The graphene sensor itself is engineered to be highly anisotropic, responding primarily to strain along the axis corresponding to throat expansion and contraction. Under uniaxial stretching in the physiologically relevant frequency range, the textile-based graphene strain gauge shows a linear response and a large resistance change even for strains as low as about 0.1%, with a gauge factor on the order of 100. This combination of low detection threshold, strong amplification, and directional selectivity enables the system to resolve the tiny, rapid mechanical signatures of silent speech that conventional textile strain sensors would likely miss.

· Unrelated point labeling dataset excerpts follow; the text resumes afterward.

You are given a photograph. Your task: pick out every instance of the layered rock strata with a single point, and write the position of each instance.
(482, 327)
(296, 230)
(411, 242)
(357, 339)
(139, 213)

The graphene layer is produced using a printable ink derived from graphite, ethyl cellulose, and isopropyl alcohol, processed through high-pressure homogenization and subsequent centrifugation to remove unexfoliated particles. This yields a stable graphene dispersion suitable for screen printing onto elastic fabrics at scale. Once printed and integrated into the choker, the resulting sensors are not only sensitive but also robust, durable, and washable, retaining performance after repeated stretching and laundering cycles. The textile base ensures comfort, breathability, and good skin conformity, which are essential for long-term clinical or home use by stroke patients and others with neurological speech impairments.
By coupling this advanced graphene-textile sensing platform with embedded LLM agents, Revoice forms a complete pipeline from throat mechanics to meaningful language output. One AI agent reconstructs words from fragmented, low-level signals, while another uses emotional cues and contextual information to expand short, effortful phrases into full, natural-sounding sentences that better reflect the speaker’s intent. The result is a wearable, non-invasive system that can turn a few mouthed words and physiological signals into fluent, emotionally nuanced speech, offering a realistic path toward restoring independence, dignity, and social participation for people living with dysarthria and related conditions.
Dysarthria affects around half of stroke survivors and often leaves people knowing exactly what they want to say but physically unable to articulate it clearly, which can be exhausting and deeply frustrating for both patients and their families. In one trial example, a participant’s mouthed phrase “We go hospital” was automatically expanded by Revoice into “Even though it’s getting a bit late, I’m still feeling uncomfortable. Can we go to the hospital now?”, using heart‑rate signals and contextual cues such as time of day to infer urgency and emotional state. As project lead Luigi Occhipinti has emphasized, the aim is to give people their independence back, because restoring communication is fundamental to preserving dignity and supporting recovery after stroke.